There were at least 20 participants in the classroom for my session, representing a variety of course subjects, grades levels, and UDL experience. Most of all, I wanted to show everybody that flipping lessons is not the end goal, but rather a means for allowing all students to have choices and ownership of their learning. I started the session by dividing the teachers into small groups to plan a barbecue dinner party for our neighborhood. The ‘guest list’ included neighbors who like spicy food, have a gluten allergy, and a 4-year-old who “needs ketchup on pretty much everything.” What are 8 or 9 items that you would make sure to provide at the food/drink table?
This thinking process parallels UDL, and it was a fun way to introduce the concept. Whether planning a party or a unit, we think about who is coming and what their needs are; then we make sure to have options to meet their needs. When the small groups reported their decisions, everyone could see they had made many similar decisions without too much time and effort. (Sriracha sauce, salads, and red wine were popular selections.)

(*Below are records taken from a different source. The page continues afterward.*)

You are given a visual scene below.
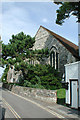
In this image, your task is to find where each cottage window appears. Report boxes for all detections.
[50,46,59,70]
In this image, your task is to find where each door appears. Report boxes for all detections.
[70,80,78,109]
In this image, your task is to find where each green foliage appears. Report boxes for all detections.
[54,2,80,25]
[2,32,35,61]
[23,64,62,90]
[2,32,61,89]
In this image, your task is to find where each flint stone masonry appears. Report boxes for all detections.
[33,27,77,74]
[3,84,57,103]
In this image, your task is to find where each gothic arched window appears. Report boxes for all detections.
[50,46,59,70]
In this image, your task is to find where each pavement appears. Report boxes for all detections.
[1,86,80,120]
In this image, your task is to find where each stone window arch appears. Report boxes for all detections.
[50,46,59,70]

Next, I shared strategies from my 7th grade science class. I provide “choice days” where students have access to the video, but also hands-on activities, reading options, games, and other tasks that are calculated to appeal to learners. They can choose what they want whenever they are ready for it. A main premise of UDL is that what’s good for one may not be good for all. If we can provide carefully thought out options for students, it will increase engagement as well as retention.

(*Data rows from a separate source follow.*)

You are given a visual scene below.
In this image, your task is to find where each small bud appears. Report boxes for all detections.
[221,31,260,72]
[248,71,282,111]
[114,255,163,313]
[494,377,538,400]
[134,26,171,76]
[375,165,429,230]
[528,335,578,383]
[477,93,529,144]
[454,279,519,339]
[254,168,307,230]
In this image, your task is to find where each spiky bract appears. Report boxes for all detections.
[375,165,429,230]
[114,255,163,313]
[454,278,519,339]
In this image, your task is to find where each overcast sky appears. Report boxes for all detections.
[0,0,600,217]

For the remainder of the session, I gave opportunities for teachers become a student in a UDL classroom. They watched videos, played games, assessed their knowledge, asked questions, etc. That was the best way to demonstrate what a UDL-based classroom can look and feel like. You can see some of the videos and options I provided at https://flippedwithchoice.weebly.com.

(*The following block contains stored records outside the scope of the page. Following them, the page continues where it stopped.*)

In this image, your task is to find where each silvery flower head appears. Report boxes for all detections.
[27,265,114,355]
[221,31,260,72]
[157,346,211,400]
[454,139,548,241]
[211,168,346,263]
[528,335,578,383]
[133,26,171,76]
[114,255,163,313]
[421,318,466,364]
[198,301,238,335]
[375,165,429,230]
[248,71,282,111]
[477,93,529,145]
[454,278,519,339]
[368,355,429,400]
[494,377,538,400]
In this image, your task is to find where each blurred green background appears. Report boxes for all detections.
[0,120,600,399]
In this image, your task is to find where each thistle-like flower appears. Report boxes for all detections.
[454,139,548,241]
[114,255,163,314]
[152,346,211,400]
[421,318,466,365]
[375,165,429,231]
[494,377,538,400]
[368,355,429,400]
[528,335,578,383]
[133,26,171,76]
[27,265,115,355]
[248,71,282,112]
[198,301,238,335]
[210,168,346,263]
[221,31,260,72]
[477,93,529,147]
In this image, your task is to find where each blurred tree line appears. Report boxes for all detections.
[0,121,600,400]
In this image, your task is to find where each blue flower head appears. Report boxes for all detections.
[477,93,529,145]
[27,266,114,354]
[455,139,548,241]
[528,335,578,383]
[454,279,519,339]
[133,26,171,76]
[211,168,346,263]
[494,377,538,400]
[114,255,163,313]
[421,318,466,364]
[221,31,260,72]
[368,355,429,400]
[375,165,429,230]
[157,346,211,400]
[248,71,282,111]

When recorded lessons are one of the main options for learning, this gives students complete control over pace and location. It allows students to review the material whenever they feel the need. That is a quality of all recorded lessons. Applying elements of UDL allows students more choices beyond the flipped lesson to learn the material. Flipping isn’t the total answer; it is a vehicle for you to accomplish your goals for your students. I highly value choice, so this allowed me to get closer to that goal. Others may use flipped learning for completely different instructional settings. Regardless of the context, the end goal is the same for everyone: we all want to allow students to access curriculum more effectively and ensure that they enjoy themselves along the way.